Harry Potter was my YA Gateway book. After watching everything available at Blockbuster one summer when I was home from college, I finally grabbed the first HP movie because I was bored and needed something to watch. I loved it. I loved the magic, the fantasy, that castle - it stirred my imagination in a way that hadn't happened since I read (on my own time) The Chronicles of Narnia as a kid. I ripped through the first four and finished them a few months before the 5th book came out.

Twilight was my next major foray into the YA world. I found this well after I'd graduated from college. I discovered it through Facebook - everyone was talking about Bella and Edward and Jacob and I finally realized they were discussing a book. So I went to my library - my haven in my post-high-school, no-money days - and tried them out. (Let me revise that, I went online to put a hold on the book and waited a month or two before I moved up in the queue enough to get ahold of the book.) Like the Harry Potter books, I ripped through these as well. There was something about them, something indefinable, that drew me in.
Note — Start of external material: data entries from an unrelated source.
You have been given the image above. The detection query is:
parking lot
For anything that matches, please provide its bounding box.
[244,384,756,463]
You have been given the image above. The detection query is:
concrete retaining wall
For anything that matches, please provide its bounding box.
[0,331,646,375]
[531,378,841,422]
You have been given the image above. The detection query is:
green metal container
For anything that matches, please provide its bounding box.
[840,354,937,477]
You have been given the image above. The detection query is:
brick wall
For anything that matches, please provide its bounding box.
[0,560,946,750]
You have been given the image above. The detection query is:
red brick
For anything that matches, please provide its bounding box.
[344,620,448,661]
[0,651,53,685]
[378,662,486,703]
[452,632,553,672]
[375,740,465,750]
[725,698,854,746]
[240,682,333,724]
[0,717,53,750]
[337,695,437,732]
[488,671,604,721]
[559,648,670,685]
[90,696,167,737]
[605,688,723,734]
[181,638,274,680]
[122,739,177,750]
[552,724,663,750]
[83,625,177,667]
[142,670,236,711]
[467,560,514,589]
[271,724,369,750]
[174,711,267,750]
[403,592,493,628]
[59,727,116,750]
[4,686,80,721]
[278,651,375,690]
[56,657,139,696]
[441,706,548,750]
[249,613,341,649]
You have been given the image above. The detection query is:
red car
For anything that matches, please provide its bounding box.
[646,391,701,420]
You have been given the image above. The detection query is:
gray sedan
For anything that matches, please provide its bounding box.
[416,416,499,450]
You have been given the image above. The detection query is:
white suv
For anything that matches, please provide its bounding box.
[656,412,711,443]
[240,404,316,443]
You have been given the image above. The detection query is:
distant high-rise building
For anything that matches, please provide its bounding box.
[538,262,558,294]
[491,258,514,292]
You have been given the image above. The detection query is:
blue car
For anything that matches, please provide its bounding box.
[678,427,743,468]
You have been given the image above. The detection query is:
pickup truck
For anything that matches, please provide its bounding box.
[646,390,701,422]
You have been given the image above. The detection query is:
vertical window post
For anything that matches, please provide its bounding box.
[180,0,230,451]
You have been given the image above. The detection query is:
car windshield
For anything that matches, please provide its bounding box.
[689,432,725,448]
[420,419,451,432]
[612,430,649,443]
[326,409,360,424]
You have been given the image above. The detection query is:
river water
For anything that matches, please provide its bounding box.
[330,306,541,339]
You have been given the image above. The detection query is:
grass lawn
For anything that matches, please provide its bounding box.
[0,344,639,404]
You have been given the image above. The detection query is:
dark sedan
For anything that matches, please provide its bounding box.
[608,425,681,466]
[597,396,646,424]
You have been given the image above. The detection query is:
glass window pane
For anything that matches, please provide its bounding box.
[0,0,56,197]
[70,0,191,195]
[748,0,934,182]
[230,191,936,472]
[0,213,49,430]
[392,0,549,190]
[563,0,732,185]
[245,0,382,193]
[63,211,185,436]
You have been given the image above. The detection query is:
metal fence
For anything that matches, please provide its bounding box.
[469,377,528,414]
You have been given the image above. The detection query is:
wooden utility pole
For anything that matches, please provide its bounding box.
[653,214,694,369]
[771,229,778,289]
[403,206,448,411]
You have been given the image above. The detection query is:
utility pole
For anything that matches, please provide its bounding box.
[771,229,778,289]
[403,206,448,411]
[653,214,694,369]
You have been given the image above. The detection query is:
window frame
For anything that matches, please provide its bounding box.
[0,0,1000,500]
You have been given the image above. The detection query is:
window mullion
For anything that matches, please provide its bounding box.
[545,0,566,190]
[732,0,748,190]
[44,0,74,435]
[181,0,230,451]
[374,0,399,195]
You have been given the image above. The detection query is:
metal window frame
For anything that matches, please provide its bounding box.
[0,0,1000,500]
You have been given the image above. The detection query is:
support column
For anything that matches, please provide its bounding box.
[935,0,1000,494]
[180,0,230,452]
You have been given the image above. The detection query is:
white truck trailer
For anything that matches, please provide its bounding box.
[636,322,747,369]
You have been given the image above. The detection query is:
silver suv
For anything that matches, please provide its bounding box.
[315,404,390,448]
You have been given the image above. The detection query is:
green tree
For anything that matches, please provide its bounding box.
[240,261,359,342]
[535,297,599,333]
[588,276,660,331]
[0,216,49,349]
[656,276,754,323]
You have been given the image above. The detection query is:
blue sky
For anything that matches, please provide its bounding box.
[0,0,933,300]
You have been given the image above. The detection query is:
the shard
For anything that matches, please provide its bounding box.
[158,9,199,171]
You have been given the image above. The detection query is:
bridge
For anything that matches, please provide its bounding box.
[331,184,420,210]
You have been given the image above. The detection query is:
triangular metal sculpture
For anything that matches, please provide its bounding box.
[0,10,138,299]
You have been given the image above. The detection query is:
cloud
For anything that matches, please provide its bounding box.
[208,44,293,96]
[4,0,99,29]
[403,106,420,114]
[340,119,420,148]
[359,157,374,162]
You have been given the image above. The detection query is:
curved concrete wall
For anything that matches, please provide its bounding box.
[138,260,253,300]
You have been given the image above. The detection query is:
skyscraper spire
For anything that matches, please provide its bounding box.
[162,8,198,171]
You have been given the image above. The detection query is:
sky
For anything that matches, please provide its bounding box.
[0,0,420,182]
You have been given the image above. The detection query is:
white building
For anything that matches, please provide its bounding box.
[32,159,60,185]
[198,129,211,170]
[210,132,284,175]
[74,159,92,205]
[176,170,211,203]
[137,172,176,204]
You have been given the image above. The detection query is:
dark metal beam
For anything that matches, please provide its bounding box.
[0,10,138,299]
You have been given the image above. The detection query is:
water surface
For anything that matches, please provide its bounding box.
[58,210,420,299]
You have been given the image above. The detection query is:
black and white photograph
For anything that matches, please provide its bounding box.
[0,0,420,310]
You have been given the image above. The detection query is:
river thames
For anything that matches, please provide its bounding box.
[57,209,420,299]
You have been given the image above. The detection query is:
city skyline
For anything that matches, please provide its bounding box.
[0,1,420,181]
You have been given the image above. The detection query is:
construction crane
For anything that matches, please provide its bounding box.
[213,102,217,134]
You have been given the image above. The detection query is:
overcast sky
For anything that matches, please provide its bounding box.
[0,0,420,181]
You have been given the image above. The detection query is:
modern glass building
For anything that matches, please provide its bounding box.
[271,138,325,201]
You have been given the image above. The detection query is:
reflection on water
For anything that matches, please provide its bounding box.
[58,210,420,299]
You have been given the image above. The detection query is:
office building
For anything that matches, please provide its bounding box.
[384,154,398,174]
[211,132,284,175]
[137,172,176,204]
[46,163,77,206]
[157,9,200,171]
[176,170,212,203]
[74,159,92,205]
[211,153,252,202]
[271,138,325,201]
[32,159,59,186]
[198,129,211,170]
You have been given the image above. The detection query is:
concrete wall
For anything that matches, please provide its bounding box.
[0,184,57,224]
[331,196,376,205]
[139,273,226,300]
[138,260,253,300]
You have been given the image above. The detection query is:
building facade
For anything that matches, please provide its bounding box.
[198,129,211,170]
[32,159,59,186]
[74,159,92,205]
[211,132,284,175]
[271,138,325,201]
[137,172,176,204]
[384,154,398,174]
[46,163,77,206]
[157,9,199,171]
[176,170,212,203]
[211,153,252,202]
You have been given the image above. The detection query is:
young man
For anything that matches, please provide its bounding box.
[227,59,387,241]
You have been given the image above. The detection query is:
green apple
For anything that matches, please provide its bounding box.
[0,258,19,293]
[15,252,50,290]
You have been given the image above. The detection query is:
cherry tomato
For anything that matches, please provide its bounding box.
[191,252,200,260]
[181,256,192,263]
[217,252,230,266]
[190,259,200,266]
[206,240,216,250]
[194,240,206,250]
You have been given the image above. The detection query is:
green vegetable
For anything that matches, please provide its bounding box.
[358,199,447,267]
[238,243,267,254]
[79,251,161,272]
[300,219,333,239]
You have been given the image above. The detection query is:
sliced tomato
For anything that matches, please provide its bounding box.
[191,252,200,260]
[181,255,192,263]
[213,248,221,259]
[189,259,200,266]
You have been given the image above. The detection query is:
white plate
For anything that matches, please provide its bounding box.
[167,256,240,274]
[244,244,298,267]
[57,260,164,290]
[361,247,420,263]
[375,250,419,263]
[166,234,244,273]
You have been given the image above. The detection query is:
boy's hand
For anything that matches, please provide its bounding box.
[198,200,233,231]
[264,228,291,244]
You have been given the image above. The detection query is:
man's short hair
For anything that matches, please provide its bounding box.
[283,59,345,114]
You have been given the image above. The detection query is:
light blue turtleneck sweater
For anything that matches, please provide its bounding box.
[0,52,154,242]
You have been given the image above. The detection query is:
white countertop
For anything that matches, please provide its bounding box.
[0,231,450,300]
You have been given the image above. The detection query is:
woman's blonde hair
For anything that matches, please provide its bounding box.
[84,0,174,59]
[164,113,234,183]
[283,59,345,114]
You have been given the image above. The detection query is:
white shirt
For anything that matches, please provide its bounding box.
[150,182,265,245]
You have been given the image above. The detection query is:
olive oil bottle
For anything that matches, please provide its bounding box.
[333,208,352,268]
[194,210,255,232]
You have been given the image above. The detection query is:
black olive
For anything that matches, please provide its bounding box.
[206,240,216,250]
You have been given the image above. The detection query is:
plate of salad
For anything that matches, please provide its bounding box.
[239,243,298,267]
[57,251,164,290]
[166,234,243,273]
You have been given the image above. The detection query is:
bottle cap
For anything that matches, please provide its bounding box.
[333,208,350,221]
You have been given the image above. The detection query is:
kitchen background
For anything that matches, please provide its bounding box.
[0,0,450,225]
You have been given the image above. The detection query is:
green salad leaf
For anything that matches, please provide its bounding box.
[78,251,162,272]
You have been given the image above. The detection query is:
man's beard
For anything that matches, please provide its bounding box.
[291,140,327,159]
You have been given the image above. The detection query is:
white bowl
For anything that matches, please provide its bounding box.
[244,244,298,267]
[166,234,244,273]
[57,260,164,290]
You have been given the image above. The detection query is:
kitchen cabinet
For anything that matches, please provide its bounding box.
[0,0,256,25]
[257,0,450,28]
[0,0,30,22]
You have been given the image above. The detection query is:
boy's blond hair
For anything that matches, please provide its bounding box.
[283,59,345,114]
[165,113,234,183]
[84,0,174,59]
It may have been the fantasy, or the drama, or the angst, I'm not sure, but like many before me, and many since, I was hooked.

Since Twilight, I've ventured much further into the world of Young Adult novels. I look for the same thing in these books, though, as I do in my regular adult reads - some kind of escape and preferably a solid and happy ending. (As far as I'm concerned, happy endings can't be guaranteed in life, so my books better have them. I have enough problems and my books don't need to bum me out.) I've stuck mainly to the Fantasy YA - I'm sure the other types are perfectly fine, but I don't necessarly care to read about the trials and tribulations of a teenager's life. Puberty has stopped making my life all squirrely, and I don't care to return to that head space. But I do like the action, adventure, and fantastical elements of the YA Fantasy books. Sure, they still have the squirrely hormone stuff, but with unicorns! I don't recall who said this in class, but it's true - these books are generally fast paced and get quickly to the point. I can get through one lickety split and be ready for more. My main problem with the genre (and it certainly isn't exclusive to YA) is that some authors jump on the vampire or whatever bandwagon, and crappy books are published and sold to the teeming hormonal masses.

So whilst I was proud of my adult reading habits as a teenager, I have now joined that special group of grown-ups who read kid books. And I'm darn proud of it!